At the Santa Monica High girls golf team’s first practice Monday, coach Kevin McKeown channeled legendary UCLA basketball coach John Wooden.

He started with the basics.

“We didn’t leave the putting green,” he said. “If you think about John Wooden and his basketball players, he would teach them how to tie their shoelaces.

“A good shot means nothing if the kids can’t putt. The goal is a two-putt. Wherever they are on a green, the goal is to get two-putts and move on. We want to avoid three-putts or more, and the green is usually where [the trouble] happens. The swings will develop over time.”

McKeown, who shares a name with Santa Monica’s mayor, is focusing on fundamentals as he prepares to lead the Vikings in a 2015 campaign that begins Sept. 1 with a match against Mira Costa.

It’s the second year at the helm for McKeown, who stepped in to fill the void left by math teacher Ryan Hoffman before the start of last season. The team boasts 10 members this year, McKeown said, a significant increase over last year’s roster size.

The players will continue honing their skills on the links while facing elite players from throughout the region. Practices are typically held at Rancho Park Golf Course in Los Angeles and home matches are scheduled at Penmar Golf Course in Venice.

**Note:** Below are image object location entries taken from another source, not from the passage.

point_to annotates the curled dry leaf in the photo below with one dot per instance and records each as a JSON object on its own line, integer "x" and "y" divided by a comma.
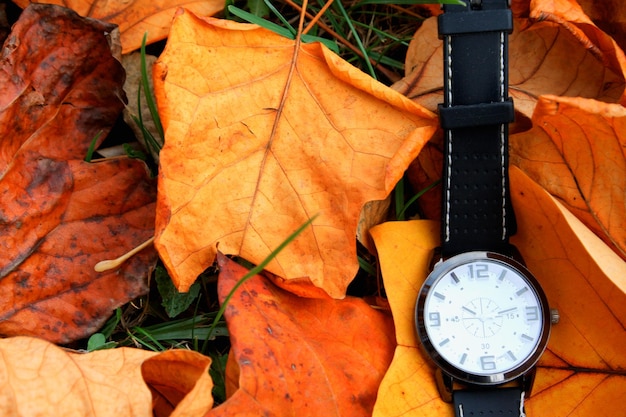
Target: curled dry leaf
{"x": 576, "y": 150}
{"x": 41, "y": 379}
{"x": 135, "y": 17}
{"x": 259, "y": 140}
{"x": 583, "y": 367}
{"x": 180, "y": 383}
{"x": 301, "y": 356}
{"x": 610, "y": 16}
{"x": 60, "y": 215}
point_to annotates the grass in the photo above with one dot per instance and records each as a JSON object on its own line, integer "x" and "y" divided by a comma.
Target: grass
{"x": 371, "y": 34}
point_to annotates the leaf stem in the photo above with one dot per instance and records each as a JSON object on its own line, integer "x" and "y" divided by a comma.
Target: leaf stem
{"x": 114, "y": 263}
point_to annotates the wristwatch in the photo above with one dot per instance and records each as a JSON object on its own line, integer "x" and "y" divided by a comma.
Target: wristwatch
{"x": 481, "y": 316}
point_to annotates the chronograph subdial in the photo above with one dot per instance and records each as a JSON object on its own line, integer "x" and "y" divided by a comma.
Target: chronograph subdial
{"x": 481, "y": 317}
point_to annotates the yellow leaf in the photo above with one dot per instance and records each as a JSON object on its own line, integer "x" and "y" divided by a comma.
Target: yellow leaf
{"x": 41, "y": 379}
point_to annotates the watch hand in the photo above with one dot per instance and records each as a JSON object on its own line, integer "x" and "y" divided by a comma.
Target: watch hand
{"x": 469, "y": 311}
{"x": 507, "y": 310}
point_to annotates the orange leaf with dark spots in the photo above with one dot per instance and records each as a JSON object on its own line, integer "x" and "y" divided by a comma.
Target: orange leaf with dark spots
{"x": 301, "y": 356}
{"x": 59, "y": 215}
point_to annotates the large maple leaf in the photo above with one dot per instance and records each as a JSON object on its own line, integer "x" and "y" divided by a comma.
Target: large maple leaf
{"x": 263, "y": 133}
{"x": 60, "y": 215}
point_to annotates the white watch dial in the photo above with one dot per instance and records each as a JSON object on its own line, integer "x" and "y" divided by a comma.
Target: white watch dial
{"x": 483, "y": 317}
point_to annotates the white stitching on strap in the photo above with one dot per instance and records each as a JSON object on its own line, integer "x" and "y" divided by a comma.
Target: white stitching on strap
{"x": 449, "y": 133}
{"x": 503, "y": 94}
{"x": 521, "y": 406}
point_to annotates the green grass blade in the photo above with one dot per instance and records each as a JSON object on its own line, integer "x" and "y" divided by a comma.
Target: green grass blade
{"x": 250, "y": 18}
{"x": 357, "y": 38}
{"x": 258, "y": 269}
{"x": 400, "y": 215}
{"x": 280, "y": 17}
{"x": 92, "y": 147}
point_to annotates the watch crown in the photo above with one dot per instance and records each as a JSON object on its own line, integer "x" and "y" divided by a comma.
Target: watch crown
{"x": 554, "y": 316}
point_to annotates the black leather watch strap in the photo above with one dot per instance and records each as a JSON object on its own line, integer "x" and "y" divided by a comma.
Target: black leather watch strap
{"x": 475, "y": 114}
{"x": 497, "y": 402}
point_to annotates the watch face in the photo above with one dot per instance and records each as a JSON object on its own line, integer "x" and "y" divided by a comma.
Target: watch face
{"x": 482, "y": 318}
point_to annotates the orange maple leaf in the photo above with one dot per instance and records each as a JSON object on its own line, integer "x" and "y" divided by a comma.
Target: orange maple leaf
{"x": 259, "y": 140}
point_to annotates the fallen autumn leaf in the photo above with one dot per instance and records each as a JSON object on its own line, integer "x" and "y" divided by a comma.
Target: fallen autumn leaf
{"x": 301, "y": 356}
{"x": 59, "y": 214}
{"x": 258, "y": 140}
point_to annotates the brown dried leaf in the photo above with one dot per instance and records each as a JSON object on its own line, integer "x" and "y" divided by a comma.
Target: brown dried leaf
{"x": 61, "y": 215}
{"x": 135, "y": 17}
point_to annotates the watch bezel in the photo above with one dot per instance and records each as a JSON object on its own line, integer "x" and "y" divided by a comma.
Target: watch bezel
{"x": 439, "y": 270}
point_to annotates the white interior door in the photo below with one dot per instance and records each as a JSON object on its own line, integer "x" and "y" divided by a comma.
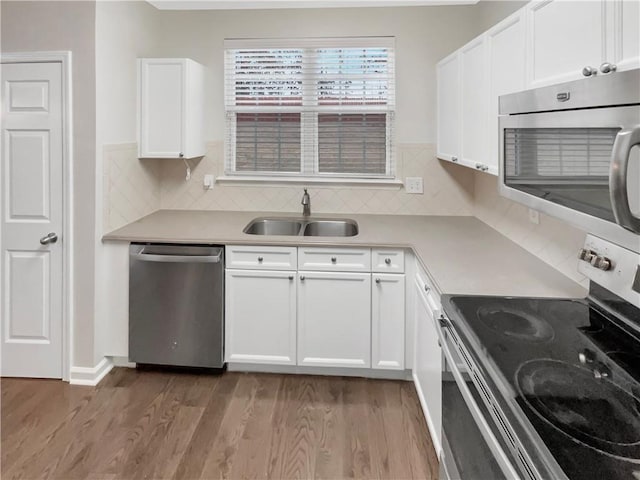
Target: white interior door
{"x": 32, "y": 208}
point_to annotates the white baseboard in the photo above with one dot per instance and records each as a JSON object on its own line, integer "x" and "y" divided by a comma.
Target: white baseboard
{"x": 122, "y": 362}
{"x": 90, "y": 376}
{"x": 329, "y": 371}
{"x": 435, "y": 435}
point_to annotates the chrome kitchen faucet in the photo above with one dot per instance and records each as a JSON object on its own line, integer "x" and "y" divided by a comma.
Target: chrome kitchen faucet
{"x": 306, "y": 204}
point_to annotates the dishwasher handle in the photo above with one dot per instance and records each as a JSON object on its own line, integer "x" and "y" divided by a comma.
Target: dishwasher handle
{"x": 144, "y": 256}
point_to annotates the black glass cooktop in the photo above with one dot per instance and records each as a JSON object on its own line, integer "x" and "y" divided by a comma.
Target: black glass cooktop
{"x": 574, "y": 372}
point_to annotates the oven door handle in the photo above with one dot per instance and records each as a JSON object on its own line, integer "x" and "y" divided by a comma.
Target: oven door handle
{"x": 481, "y": 422}
{"x": 625, "y": 141}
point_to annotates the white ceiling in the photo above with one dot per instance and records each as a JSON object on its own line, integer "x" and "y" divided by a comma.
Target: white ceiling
{"x": 268, "y": 4}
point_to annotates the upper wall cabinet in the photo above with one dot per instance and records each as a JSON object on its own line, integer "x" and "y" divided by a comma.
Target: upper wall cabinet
{"x": 563, "y": 39}
{"x": 626, "y": 33}
{"x": 170, "y": 108}
{"x": 505, "y": 74}
{"x": 473, "y": 103}
{"x": 568, "y": 40}
{"x": 448, "y": 73}
{"x": 545, "y": 42}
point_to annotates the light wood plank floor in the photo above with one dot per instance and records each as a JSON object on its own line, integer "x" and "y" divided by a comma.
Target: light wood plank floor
{"x": 158, "y": 425}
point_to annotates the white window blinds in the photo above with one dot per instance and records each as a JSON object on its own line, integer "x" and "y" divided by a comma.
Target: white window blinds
{"x": 310, "y": 107}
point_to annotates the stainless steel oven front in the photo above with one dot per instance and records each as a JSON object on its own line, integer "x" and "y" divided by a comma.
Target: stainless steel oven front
{"x": 573, "y": 151}
{"x": 473, "y": 445}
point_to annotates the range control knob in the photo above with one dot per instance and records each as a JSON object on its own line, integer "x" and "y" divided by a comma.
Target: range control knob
{"x": 603, "y": 263}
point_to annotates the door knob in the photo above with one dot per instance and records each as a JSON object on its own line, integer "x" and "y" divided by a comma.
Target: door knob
{"x": 49, "y": 238}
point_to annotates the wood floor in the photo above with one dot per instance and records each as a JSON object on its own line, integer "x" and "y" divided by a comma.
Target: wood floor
{"x": 157, "y": 425}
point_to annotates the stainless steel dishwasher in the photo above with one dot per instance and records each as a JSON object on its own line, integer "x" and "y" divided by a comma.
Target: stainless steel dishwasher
{"x": 176, "y": 305}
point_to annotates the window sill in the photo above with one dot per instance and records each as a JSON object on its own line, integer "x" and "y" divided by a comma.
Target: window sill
{"x": 318, "y": 181}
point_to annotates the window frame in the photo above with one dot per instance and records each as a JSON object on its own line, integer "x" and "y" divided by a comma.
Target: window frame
{"x": 309, "y": 112}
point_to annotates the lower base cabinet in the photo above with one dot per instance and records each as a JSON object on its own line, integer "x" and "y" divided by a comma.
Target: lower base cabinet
{"x": 260, "y": 324}
{"x": 315, "y": 307}
{"x": 387, "y": 321}
{"x": 427, "y": 367}
{"x": 334, "y": 319}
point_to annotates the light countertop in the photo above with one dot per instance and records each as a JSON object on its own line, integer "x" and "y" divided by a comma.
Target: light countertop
{"x": 462, "y": 254}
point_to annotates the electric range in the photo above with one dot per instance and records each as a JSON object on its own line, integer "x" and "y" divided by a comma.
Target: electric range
{"x": 560, "y": 378}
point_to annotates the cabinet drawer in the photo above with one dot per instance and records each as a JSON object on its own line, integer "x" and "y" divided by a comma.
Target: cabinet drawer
{"x": 335, "y": 259}
{"x": 387, "y": 261}
{"x": 259, "y": 257}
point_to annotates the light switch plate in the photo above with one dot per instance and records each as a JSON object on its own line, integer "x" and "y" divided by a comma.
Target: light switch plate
{"x": 413, "y": 185}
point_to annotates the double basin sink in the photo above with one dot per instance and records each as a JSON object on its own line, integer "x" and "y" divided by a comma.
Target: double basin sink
{"x": 307, "y": 227}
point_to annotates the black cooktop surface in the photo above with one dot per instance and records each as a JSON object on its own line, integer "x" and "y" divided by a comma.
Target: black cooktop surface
{"x": 574, "y": 373}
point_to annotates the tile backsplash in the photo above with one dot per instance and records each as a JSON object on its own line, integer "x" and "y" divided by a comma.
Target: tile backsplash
{"x": 131, "y": 187}
{"x": 448, "y": 190}
{"x": 553, "y": 241}
{"x": 134, "y": 188}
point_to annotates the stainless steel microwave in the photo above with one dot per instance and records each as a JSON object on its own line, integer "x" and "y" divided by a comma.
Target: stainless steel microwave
{"x": 572, "y": 151}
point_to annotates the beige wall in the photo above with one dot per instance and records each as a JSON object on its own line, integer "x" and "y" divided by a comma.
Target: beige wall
{"x": 423, "y": 36}
{"x": 124, "y": 32}
{"x": 53, "y": 25}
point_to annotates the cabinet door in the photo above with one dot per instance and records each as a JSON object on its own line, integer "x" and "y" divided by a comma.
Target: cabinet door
{"x": 625, "y": 33}
{"x": 387, "y": 321}
{"x": 334, "y": 319}
{"x": 260, "y": 322}
{"x": 564, "y": 37}
{"x": 427, "y": 367}
{"x": 161, "y": 107}
{"x": 505, "y": 44}
{"x": 448, "y": 109}
{"x": 473, "y": 102}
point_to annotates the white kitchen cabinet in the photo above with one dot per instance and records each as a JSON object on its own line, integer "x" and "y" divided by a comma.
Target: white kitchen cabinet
{"x": 427, "y": 366}
{"x": 564, "y": 37}
{"x": 261, "y": 257}
{"x": 387, "y": 260}
{"x": 473, "y": 104}
{"x": 505, "y": 44}
{"x": 387, "y": 321}
{"x": 334, "y": 259}
{"x": 260, "y": 319}
{"x": 625, "y": 33}
{"x": 170, "y": 108}
{"x": 334, "y": 319}
{"x": 448, "y": 108}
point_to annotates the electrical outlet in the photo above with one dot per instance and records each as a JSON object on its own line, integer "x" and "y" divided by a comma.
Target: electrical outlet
{"x": 208, "y": 182}
{"x": 534, "y": 216}
{"x": 413, "y": 185}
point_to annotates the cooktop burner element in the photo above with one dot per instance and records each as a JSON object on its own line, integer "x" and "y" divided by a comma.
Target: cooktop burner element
{"x": 515, "y": 323}
{"x": 573, "y": 371}
{"x": 594, "y": 411}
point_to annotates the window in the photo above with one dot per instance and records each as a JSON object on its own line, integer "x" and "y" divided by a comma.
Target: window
{"x": 310, "y": 107}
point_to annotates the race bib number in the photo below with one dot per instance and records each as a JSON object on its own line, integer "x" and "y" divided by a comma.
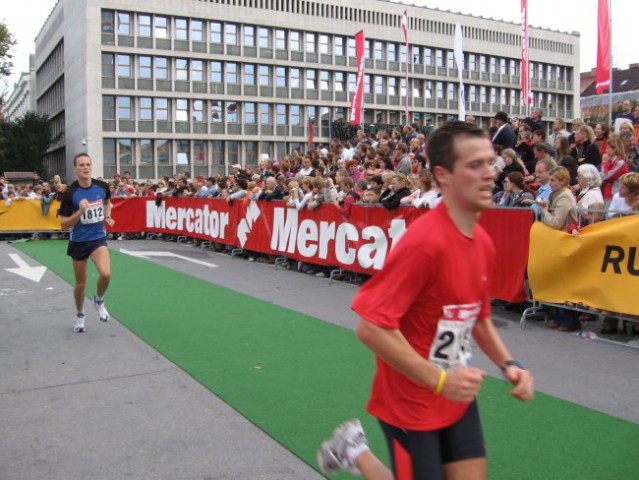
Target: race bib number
{"x": 451, "y": 346}
{"x": 93, "y": 214}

“It’s a very young program,” McKeown said. “Our goal is to be more competitive. We had some success last year, but the competition we’re going against is very tough. We’re looking forward to continue building upon some of the small successes the girls had individually and see if we can recreate that and grow and mature a little bit more this year.”

This year’s squad features senior captain Tiana Elliston, who is tasked with leading a group of mostly underclassmen. An assistant captain last season, Elliston steps into the role vacated by graduated senior Claire Goldberg.

If last year was any indication, Elliston and her teammates will be up against talented golfers who have been playing the sport for years. Many of the Vikings girls are playing catch-up, McKeown said.

“They’re improving,” he said. “But the level of competition is humbling. The girls we’re playing against, from Palos Verdes or from Mira Costa, there’s a culture of kids growing up doing this.

“That’s what I’m trying to find out: Where are the girls around here who have been playing golf with their families? … We’re going against kids who are getting [college athletic] scholarships. It can be tough.”

For McKeown, who is also a Samohi band director, serving as coach of the girls golf team has given him a new perspective on education overall.

“Coaching girls athletics has been really eye-opening and has helped my teaching,” he said. “I’ve found that they’re very hard on themselves. They worry about what others are perceiving of them. So I try to teach them life lessons through golf.

“I’m from Ireland, and my dad taught me golf. So I’ll tell them something that I learned with an Irish proverb and they go, ‘You’re weird.’ But eventually they start to recognize what I’m saying.”